November 18, 12:27 pm | By Chen Xiaoyi

Mixed operations in asset management: Will the time of tycoons come?

In 2012, the wave of innovation surged over the asset management industry in China. The main target of innovation is to penetrate from one line into other lines of the industry.

“In the upcoming 10 years, only minority of financial institutions can succeed in multiple fields and form into large-scale financial groups. The majority of institutions will still survive in fields they are familiar with.” judged Jiang Saichun, Analyst in Chief of Desheng Fund Research Center.

Mixed operations debut

According to data published by China Trust Association, trust asset in China mounted to 6.32 trillion yuan by the end of third quarter (Q3) this year, hitting a new high. In particular, the asset amount increased by 780 billion yuan in Q3, larger than that of 730 billion yuan in first-half of 2012. The growth rate of the first three quarters reached 31.4 percent.

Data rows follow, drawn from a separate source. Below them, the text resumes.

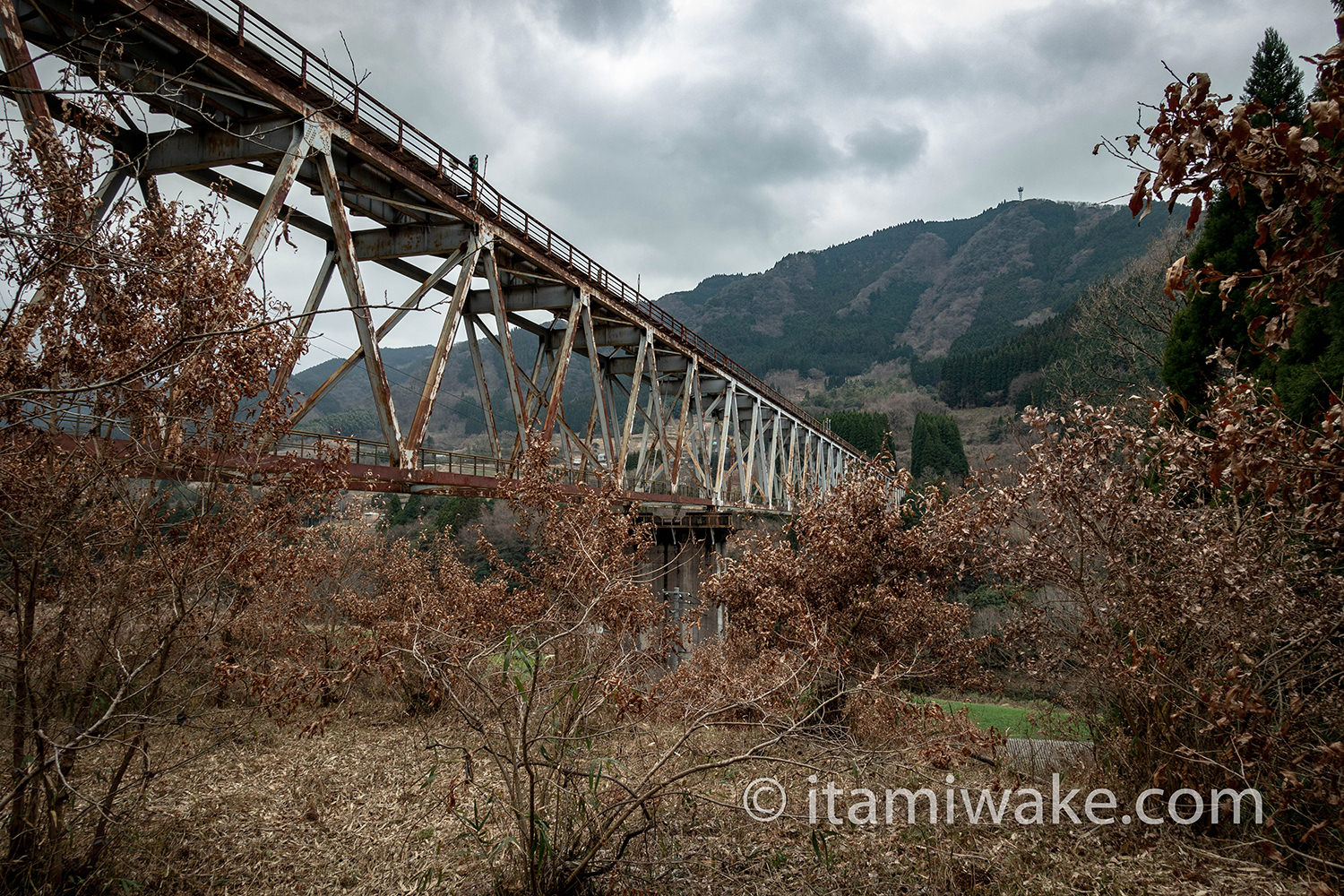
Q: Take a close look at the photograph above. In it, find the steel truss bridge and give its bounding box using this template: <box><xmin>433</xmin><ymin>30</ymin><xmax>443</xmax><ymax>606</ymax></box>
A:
<box><xmin>0</xmin><ymin>0</ymin><xmax>859</xmax><ymax>512</ymax></box>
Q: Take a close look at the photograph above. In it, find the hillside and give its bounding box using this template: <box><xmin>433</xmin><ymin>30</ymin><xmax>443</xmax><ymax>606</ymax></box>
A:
<box><xmin>660</xmin><ymin>199</ymin><xmax>1185</xmax><ymax>385</ymax></box>
<box><xmin>292</xmin><ymin>199</ymin><xmax>1185</xmax><ymax>444</ymax></box>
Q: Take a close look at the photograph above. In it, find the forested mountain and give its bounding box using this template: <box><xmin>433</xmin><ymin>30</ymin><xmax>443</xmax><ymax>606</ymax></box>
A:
<box><xmin>292</xmin><ymin>199</ymin><xmax>1185</xmax><ymax>444</ymax></box>
<box><xmin>660</xmin><ymin>199</ymin><xmax>1185</xmax><ymax>384</ymax></box>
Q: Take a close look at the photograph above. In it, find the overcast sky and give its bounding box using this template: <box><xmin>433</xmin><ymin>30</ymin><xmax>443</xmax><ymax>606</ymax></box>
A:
<box><xmin>220</xmin><ymin>0</ymin><xmax>1335</xmax><ymax>361</ymax></box>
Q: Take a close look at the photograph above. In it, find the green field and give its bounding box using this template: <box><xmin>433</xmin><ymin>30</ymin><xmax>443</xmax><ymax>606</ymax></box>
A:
<box><xmin>935</xmin><ymin>700</ymin><xmax>1088</xmax><ymax>740</ymax></box>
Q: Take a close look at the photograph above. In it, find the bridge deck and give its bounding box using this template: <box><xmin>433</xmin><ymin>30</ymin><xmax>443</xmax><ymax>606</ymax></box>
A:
<box><xmin>0</xmin><ymin>0</ymin><xmax>859</xmax><ymax>511</ymax></box>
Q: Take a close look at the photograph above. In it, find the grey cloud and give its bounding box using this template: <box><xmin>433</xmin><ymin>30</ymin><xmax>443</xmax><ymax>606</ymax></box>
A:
<box><xmin>539</xmin><ymin>0</ymin><xmax>672</xmax><ymax>43</ymax></box>
<box><xmin>1021</xmin><ymin>4</ymin><xmax>1142</xmax><ymax>73</ymax></box>
<box><xmin>846</xmin><ymin>121</ymin><xmax>929</xmax><ymax>175</ymax></box>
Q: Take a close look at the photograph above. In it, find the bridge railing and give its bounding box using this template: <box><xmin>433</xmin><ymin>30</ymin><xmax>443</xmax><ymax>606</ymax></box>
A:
<box><xmin>176</xmin><ymin>0</ymin><xmax>859</xmax><ymax>455</ymax></box>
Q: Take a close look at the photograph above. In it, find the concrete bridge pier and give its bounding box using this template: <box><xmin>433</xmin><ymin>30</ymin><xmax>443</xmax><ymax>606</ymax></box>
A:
<box><xmin>642</xmin><ymin>508</ymin><xmax>737</xmax><ymax>668</ymax></box>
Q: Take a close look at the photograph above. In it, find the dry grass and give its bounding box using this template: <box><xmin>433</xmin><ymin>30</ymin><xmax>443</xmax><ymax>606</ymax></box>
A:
<box><xmin>112</xmin><ymin>702</ymin><xmax>1309</xmax><ymax>896</ymax></box>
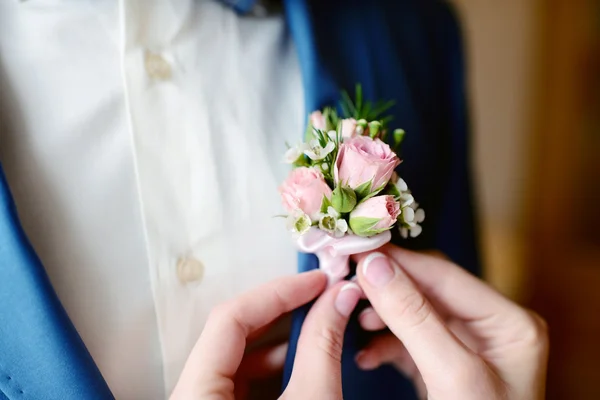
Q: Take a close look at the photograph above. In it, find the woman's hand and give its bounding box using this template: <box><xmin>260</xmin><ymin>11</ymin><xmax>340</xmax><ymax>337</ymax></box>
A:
<box><xmin>356</xmin><ymin>245</ymin><xmax>548</xmax><ymax>400</ymax></box>
<box><xmin>171</xmin><ymin>271</ymin><xmax>362</xmax><ymax>400</ymax></box>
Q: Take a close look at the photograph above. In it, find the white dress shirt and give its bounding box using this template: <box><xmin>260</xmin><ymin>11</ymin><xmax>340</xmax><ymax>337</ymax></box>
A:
<box><xmin>0</xmin><ymin>0</ymin><xmax>305</xmax><ymax>399</ymax></box>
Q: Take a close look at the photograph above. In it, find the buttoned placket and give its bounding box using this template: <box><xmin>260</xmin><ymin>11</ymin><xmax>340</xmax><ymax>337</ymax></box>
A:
<box><xmin>121</xmin><ymin>0</ymin><xmax>221</xmax><ymax>394</ymax></box>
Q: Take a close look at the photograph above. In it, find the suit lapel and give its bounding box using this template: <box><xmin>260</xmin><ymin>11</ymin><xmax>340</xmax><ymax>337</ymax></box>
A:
<box><xmin>0</xmin><ymin>165</ymin><xmax>113</xmax><ymax>400</ymax></box>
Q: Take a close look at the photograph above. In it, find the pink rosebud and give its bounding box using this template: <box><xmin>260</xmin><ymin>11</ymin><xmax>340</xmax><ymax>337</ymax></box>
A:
<box><xmin>342</xmin><ymin>118</ymin><xmax>356</xmax><ymax>139</ymax></box>
<box><xmin>334</xmin><ymin>136</ymin><xmax>400</xmax><ymax>192</ymax></box>
<box><xmin>350</xmin><ymin>195</ymin><xmax>400</xmax><ymax>236</ymax></box>
<box><xmin>310</xmin><ymin>111</ymin><xmax>327</xmax><ymax>131</ymax></box>
<box><xmin>279</xmin><ymin>167</ymin><xmax>331</xmax><ymax>221</ymax></box>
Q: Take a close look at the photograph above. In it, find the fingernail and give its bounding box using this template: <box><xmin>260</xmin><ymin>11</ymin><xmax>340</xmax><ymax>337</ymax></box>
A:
<box><xmin>354</xmin><ymin>351</ymin><xmax>379</xmax><ymax>371</ymax></box>
<box><xmin>335</xmin><ymin>282</ymin><xmax>362</xmax><ymax>317</ymax></box>
<box><xmin>363</xmin><ymin>252</ymin><xmax>394</xmax><ymax>287</ymax></box>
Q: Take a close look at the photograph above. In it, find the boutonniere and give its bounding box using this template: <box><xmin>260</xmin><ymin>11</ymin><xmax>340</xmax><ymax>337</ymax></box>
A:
<box><xmin>279</xmin><ymin>85</ymin><xmax>425</xmax><ymax>283</ymax></box>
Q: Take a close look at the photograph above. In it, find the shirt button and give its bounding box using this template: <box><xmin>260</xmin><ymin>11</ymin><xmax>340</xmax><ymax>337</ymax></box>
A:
<box><xmin>177</xmin><ymin>258</ymin><xmax>204</xmax><ymax>283</ymax></box>
<box><xmin>144</xmin><ymin>51</ymin><xmax>171</xmax><ymax>81</ymax></box>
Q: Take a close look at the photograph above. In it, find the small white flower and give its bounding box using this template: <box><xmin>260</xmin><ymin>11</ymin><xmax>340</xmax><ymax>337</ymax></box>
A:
<box><xmin>304</xmin><ymin>139</ymin><xmax>335</xmax><ymax>161</ymax></box>
<box><xmin>415</xmin><ymin>208</ymin><xmax>425</xmax><ymax>224</ymax></box>
<box><xmin>283</xmin><ymin>143</ymin><xmax>308</xmax><ymax>164</ymax></box>
<box><xmin>286</xmin><ymin>209</ymin><xmax>312</xmax><ymax>235</ymax></box>
<box><xmin>396</xmin><ymin>178</ymin><xmax>408</xmax><ymax>193</ymax></box>
<box><xmin>399</xmin><ymin>201</ymin><xmax>425</xmax><ymax>239</ymax></box>
<box><xmin>319</xmin><ymin>206</ymin><xmax>348</xmax><ymax>237</ymax></box>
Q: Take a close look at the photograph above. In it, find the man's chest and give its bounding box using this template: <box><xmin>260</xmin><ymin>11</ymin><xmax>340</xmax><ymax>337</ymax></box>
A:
<box><xmin>0</xmin><ymin>2</ymin><xmax>304</xmax><ymax>398</ymax></box>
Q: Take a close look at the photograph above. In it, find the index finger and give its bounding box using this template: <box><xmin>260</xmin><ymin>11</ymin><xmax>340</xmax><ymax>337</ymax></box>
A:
<box><xmin>361</xmin><ymin>244</ymin><xmax>520</xmax><ymax>320</ymax></box>
<box><xmin>184</xmin><ymin>270</ymin><xmax>327</xmax><ymax>377</ymax></box>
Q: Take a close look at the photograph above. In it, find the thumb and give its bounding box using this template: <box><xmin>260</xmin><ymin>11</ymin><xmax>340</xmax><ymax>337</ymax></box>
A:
<box><xmin>357</xmin><ymin>252</ymin><xmax>481</xmax><ymax>386</ymax></box>
<box><xmin>283</xmin><ymin>282</ymin><xmax>363</xmax><ymax>399</ymax></box>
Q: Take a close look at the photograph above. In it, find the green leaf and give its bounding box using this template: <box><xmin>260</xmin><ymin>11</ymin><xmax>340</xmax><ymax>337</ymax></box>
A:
<box><xmin>360</xmin><ymin>185</ymin><xmax>385</xmax><ymax>203</ymax></box>
<box><xmin>394</xmin><ymin>129</ymin><xmax>406</xmax><ymax>148</ymax></box>
<box><xmin>354</xmin><ymin>181</ymin><xmax>373</xmax><ymax>200</ymax></box>
<box><xmin>369</xmin><ymin>121</ymin><xmax>381</xmax><ymax>138</ymax></box>
<box><xmin>292</xmin><ymin>154</ymin><xmax>312</xmax><ymax>168</ymax></box>
<box><xmin>331</xmin><ymin>186</ymin><xmax>356</xmax><ymax>214</ymax></box>
<box><xmin>349</xmin><ymin>216</ymin><xmax>380</xmax><ymax>237</ymax></box>
<box><xmin>321</xmin><ymin>195</ymin><xmax>331</xmax><ymax>214</ymax></box>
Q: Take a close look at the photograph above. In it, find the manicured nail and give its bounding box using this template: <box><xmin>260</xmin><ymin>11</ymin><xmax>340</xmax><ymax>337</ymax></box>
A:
<box><xmin>335</xmin><ymin>282</ymin><xmax>362</xmax><ymax>317</ymax></box>
<box><xmin>363</xmin><ymin>252</ymin><xmax>394</xmax><ymax>288</ymax></box>
<box><xmin>354</xmin><ymin>351</ymin><xmax>379</xmax><ymax>371</ymax></box>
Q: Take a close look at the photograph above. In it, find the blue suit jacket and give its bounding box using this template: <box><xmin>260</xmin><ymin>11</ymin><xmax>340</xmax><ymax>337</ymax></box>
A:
<box><xmin>0</xmin><ymin>0</ymin><xmax>479</xmax><ymax>400</ymax></box>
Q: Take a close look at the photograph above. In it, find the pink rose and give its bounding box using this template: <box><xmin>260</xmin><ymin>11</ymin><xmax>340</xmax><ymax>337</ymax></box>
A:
<box><xmin>310</xmin><ymin>111</ymin><xmax>327</xmax><ymax>131</ymax></box>
<box><xmin>342</xmin><ymin>118</ymin><xmax>356</xmax><ymax>139</ymax></box>
<box><xmin>279</xmin><ymin>167</ymin><xmax>331</xmax><ymax>221</ymax></box>
<box><xmin>334</xmin><ymin>136</ymin><xmax>400</xmax><ymax>191</ymax></box>
<box><xmin>350</xmin><ymin>195</ymin><xmax>400</xmax><ymax>236</ymax></box>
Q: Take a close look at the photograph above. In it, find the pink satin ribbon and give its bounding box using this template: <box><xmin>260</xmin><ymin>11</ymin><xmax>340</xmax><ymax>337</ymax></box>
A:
<box><xmin>296</xmin><ymin>227</ymin><xmax>392</xmax><ymax>285</ymax></box>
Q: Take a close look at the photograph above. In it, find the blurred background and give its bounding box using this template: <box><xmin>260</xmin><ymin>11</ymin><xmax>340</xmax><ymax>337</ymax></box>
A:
<box><xmin>453</xmin><ymin>0</ymin><xmax>600</xmax><ymax>400</ymax></box>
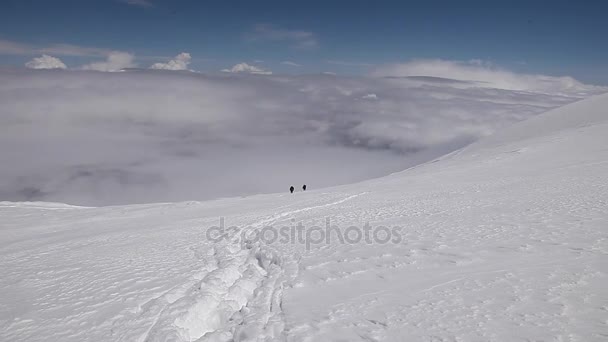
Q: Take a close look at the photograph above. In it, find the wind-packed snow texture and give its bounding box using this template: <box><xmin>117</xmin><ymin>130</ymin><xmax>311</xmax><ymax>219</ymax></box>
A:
<box><xmin>0</xmin><ymin>67</ymin><xmax>606</xmax><ymax>206</ymax></box>
<box><xmin>0</xmin><ymin>95</ymin><xmax>608</xmax><ymax>341</ymax></box>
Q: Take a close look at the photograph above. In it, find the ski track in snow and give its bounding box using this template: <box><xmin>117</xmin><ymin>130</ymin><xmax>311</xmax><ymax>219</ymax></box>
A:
<box><xmin>0</xmin><ymin>96</ymin><xmax>608</xmax><ymax>341</ymax></box>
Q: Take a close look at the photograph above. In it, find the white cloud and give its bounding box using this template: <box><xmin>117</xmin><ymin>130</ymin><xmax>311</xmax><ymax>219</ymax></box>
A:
<box><xmin>0</xmin><ymin>62</ymin><xmax>606</xmax><ymax>205</ymax></box>
<box><xmin>37</xmin><ymin>44</ymin><xmax>114</xmax><ymax>57</ymax></box>
<box><xmin>361</xmin><ymin>93</ymin><xmax>378</xmax><ymax>100</ymax></box>
<box><xmin>248</xmin><ymin>24</ymin><xmax>319</xmax><ymax>49</ymax></box>
<box><xmin>0</xmin><ymin>39</ymin><xmax>113</xmax><ymax>57</ymax></box>
<box><xmin>326</xmin><ymin>61</ymin><xmax>374</xmax><ymax>67</ymax></box>
<box><xmin>372</xmin><ymin>59</ymin><xmax>600</xmax><ymax>92</ymax></box>
<box><xmin>25</xmin><ymin>55</ymin><xmax>67</xmax><ymax>69</ymax></box>
<box><xmin>82</xmin><ymin>51</ymin><xmax>137</xmax><ymax>71</ymax></box>
<box><xmin>281</xmin><ymin>61</ymin><xmax>302</xmax><ymax>67</ymax></box>
<box><xmin>222</xmin><ymin>63</ymin><xmax>272</xmax><ymax>75</ymax></box>
<box><xmin>118</xmin><ymin>0</ymin><xmax>153</xmax><ymax>7</ymax></box>
<box><xmin>150</xmin><ymin>52</ymin><xmax>192</xmax><ymax>70</ymax></box>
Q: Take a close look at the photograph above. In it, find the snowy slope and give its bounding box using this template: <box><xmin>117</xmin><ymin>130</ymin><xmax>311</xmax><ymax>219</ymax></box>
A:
<box><xmin>0</xmin><ymin>95</ymin><xmax>608</xmax><ymax>341</ymax></box>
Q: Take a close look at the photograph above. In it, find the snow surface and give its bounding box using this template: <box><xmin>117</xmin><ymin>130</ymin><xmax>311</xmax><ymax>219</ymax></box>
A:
<box><xmin>0</xmin><ymin>95</ymin><xmax>608</xmax><ymax>341</ymax></box>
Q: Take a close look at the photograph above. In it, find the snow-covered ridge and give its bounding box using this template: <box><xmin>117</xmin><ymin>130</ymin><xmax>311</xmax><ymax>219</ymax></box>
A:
<box><xmin>0</xmin><ymin>95</ymin><xmax>608</xmax><ymax>341</ymax></box>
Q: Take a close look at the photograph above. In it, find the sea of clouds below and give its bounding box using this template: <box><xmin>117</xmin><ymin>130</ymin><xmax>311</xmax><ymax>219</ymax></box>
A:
<box><xmin>0</xmin><ymin>62</ymin><xmax>606</xmax><ymax>205</ymax></box>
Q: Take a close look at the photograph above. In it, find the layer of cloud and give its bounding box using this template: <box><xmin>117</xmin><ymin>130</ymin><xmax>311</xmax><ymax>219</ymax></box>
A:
<box><xmin>0</xmin><ymin>63</ymin><xmax>606</xmax><ymax>205</ymax></box>
<box><xmin>118</xmin><ymin>0</ymin><xmax>153</xmax><ymax>7</ymax></box>
<box><xmin>222</xmin><ymin>63</ymin><xmax>272</xmax><ymax>75</ymax></box>
<box><xmin>150</xmin><ymin>52</ymin><xmax>192</xmax><ymax>70</ymax></box>
<box><xmin>247</xmin><ymin>24</ymin><xmax>319</xmax><ymax>49</ymax></box>
<box><xmin>82</xmin><ymin>51</ymin><xmax>137</xmax><ymax>71</ymax></box>
<box><xmin>372</xmin><ymin>59</ymin><xmax>604</xmax><ymax>93</ymax></box>
<box><xmin>281</xmin><ymin>61</ymin><xmax>302</xmax><ymax>67</ymax></box>
<box><xmin>0</xmin><ymin>39</ymin><xmax>113</xmax><ymax>57</ymax></box>
<box><xmin>25</xmin><ymin>55</ymin><xmax>67</xmax><ymax>69</ymax></box>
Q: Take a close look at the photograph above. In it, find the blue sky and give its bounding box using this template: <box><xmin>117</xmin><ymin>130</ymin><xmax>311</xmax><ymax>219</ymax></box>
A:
<box><xmin>0</xmin><ymin>0</ymin><xmax>608</xmax><ymax>84</ymax></box>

In comparison, the total asset of China’s insurance industry was 6.9 trillion by the end of Q3 with one-digit growth rate. Calculated under this tendency, trust will surpass insurance in Q1 next year at latest to become the second largest financial industry next only to banking. 

However, everyone is eyeing this big cake, thus the high growth might not keep up.

Security companies, fund companies and even insurance companies are grabbing trust companies’ businesses by lower charge. By the end of October, security companies’ asset management business exceeded 973.5 billion yuan. The number by the end of last year was 281.87 billion yuan, showing a sharp increase within 10 months.

Experts predict that the next 10 years will be a key period during which financial institutions will compete intensely in mixed operations.

The strong becomes stronger

Currently, CITIC Group and Ping An Group both possess such capacity to surf in mixed operations. Nevertheless, under the separate operation supervision, the internal resources of the industry have not been effectively integrated.

Supervision towards mixed operations is becoming a leading tendency. In 2012, the deregulation from supervisors made possible the business integration among huge financial groups. In the cut-throat competition, these financial groups will become stronger and stronger relying on resource advantages.

“After 10 years, financial tycoons engaging in mixed operations are expected to be born,” said Jiang.